Disease Models

Overview

ALS disease models used in the laboratory help researchers understand the basic processes of the disease, which is essential for developing new therapies. Important disease models in ALS include cells, worms (nematodes), flies, fish, mice, rats and stem cells. No model is a perfect representation of the human disease, but each model offers advantages for studying some aspect of the disease. Many of the models are used to test new therapies to identify those compounds or groups of compounds that are promising enough to bring to clinical trial in ALS patients.

With the increasing number of gene mutations being identified for ALS, new model systems are in development to understand how these gene mutations lead to ALS. Many successful models have been generated carrying gene mutations of interest. Using molecular biology techniques, gene mutations are inserted into the model organism. Ideally, one would prefer to express the mutant protein levels comparable to that in humans, however, in most cases where expression of these mutated proteins is at low levels, disease does not manifest in the model system. The gene is therefore often “overexpressed,” that is, stimulated to make more protein than usual, in order to speed up the disease process.

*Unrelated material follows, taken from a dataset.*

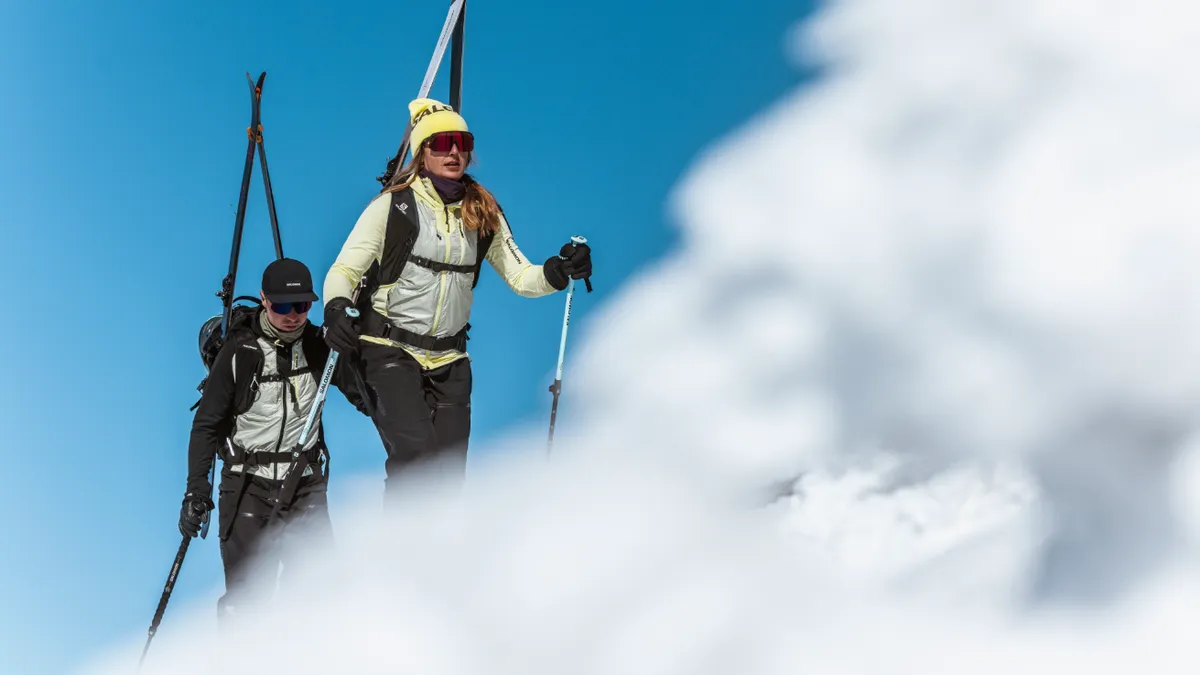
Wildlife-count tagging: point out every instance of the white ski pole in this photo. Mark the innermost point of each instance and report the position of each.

With the evolution of CRISPR/Cas9 technology, it is now possible to perform concise genome editing. CRISPR/Cas9 is a bacterial immune system that bacteria use to fight off invading viruses. It works by targeting a specific DNA sequence and then makes a break in the DNA. This gives researchers the opportunity to make specific edits to the cells’ DNA. For example, researchers are able to specifically target a gene to remove it, add a new gene or to edit its genetic sequence by inserting a mutation observed in familial ALS. CRISPR/Cas9 can also be used like a light dimmer for gene expression, in that researchers can tune the level of a gene’s expression up or down. This technology not only provides greater precision but significantly reduces the time taken to develop the model systems.

Why It Matters

Cell Models

Motor neurons, astrocytes and co-cultured systems of multiple cell types, including muscle in a dish, are useful for studying the response of individual cells to toxins or potential therapies. Motor neurons carrying the mutant SOD1 gene have been used to study the process of protein aggregation, which researchers believe is harmful to motor neurons. Several studies have demonstrated that astrocytes secrete toxic factors that damage motor neurons and significant research has been dedicated to isolating these potentially toxic factors.

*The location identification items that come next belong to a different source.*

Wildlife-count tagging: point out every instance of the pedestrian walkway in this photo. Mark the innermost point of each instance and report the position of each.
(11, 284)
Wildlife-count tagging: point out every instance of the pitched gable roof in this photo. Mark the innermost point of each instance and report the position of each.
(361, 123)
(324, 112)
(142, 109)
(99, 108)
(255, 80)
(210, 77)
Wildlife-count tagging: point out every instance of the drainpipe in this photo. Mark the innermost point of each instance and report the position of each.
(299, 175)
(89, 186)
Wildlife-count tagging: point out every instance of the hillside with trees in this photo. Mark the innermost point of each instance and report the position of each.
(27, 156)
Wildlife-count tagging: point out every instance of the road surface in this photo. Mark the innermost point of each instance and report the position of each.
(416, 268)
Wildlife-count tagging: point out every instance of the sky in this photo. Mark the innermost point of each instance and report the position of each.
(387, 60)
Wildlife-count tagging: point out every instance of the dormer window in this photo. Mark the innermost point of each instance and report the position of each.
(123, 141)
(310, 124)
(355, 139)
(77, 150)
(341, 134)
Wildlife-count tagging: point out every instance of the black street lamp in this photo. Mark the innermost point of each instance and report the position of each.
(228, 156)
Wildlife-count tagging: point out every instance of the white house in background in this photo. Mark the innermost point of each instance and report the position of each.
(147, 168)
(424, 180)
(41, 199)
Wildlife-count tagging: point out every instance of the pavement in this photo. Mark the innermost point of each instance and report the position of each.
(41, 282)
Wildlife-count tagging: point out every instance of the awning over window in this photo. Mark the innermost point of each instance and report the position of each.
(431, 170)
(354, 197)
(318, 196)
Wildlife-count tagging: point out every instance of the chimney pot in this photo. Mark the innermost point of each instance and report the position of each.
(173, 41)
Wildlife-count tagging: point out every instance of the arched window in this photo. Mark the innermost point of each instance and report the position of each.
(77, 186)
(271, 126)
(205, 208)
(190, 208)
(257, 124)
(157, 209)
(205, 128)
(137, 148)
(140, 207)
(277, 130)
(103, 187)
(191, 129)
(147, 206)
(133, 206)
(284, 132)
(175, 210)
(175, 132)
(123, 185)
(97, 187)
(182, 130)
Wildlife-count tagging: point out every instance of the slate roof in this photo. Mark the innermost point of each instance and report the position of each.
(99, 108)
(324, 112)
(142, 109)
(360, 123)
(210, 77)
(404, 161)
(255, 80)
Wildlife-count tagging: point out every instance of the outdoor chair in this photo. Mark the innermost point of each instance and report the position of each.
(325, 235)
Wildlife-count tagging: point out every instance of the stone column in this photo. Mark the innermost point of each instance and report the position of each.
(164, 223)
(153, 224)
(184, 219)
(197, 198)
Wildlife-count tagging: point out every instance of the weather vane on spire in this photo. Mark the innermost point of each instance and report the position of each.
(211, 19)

Exciting new opportunities have opened up with the development of induced pluripotent stem cells (iPSCs). These cells can be derived from the skin of an ALS patient, genetically modified and used to generate motor neurons in a dish. This should allow researchers to gain a deeper understanding of the disease process as it differs among different patients. See more information on the stem cell focus area page.

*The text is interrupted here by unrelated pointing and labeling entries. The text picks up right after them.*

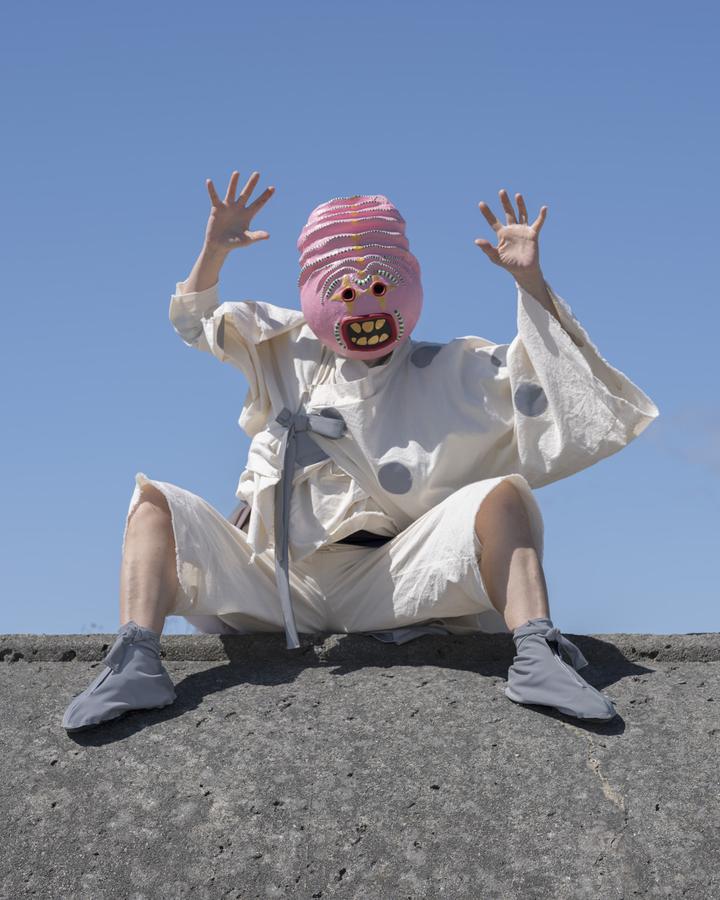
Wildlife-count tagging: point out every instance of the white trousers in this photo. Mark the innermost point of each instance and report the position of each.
(427, 574)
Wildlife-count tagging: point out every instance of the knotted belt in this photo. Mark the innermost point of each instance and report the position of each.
(296, 423)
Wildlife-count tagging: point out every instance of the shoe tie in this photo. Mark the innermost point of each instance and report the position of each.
(552, 633)
(128, 634)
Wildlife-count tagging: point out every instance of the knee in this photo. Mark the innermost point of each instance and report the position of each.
(152, 509)
(504, 505)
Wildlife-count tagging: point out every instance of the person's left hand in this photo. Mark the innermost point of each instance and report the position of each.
(517, 250)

Cell models are especially useful for rapid, “high-throughput” screening of thousands of compounds to discover drugs that may alter the disease process, potentially leading to new therapies.

Animal Models

Worm (Nematode): 
C. elegans
 are one of the simplest of animals that as an adult are only 1 millimeter in size. Its use has many advantages. They have only 959 cells, have highly conserved genes compared to humans and their behaviors are well described. Their simple structure, short lifespan of about three weeks, a short three-day life cycle and optically transparent body make it possible to study development of their motor neurons in detail in a short amount of time. All 302 neurons have been precisely mapped and can be simply visualized under a microscope using colored fluorescent markers.

Fly (Drosophila):
The fruit fly shares many of the same characteristics as nematodes. Its nervous system is more complex, and it has been possible to discover flies with mutations that lead to symptoms reminiscent of ALS. Additionally, known ALS genes, when engineered into the fruit fly, can produce visible manifestations in the fly such as changes in locomotion of the flies and an eye phenotype called “rough eye,” which is characteristic of neurodegenration. The flies can then be used to screen drugs that may improve those manifestations, potentially leading to new treatments for the disease.

Zebrafish (Danio rerio):
The zebrafish is a small, rapidly breeding freshwater fish that is easy to grow in the lab. As a vertebrate, it shares many developmental and anatomical features with humans. Screening for mutations that interrupt normal motor neuron function has led to new clues about vulnerabilities of motor neurons. ALS gene mutations can be inserted into the zebrafish, and their effects on motor neurons studied.

Rodent:
The mouse bearing the human gene for mutant SOD1 was the first lab model for ALS based on a known cause of the disease. It remains the most widely used animal model of the disease. The SOD1 rat is also widely used due to its larger size for gene therapy and stem cell approaches. Rodents are especially important for testing potential therapies, since their nervous systems are much larger and more complex than other animal models.

Several rodent models based on familial ALS genes have recently been developed, such as TDP43, FUS and C9ORF72, among others. Mouse models incorporating the newly discovered NEK1 gene are currently in development. All will undoubtedly enable rapid progress in finding new ways to approach ALS treatment.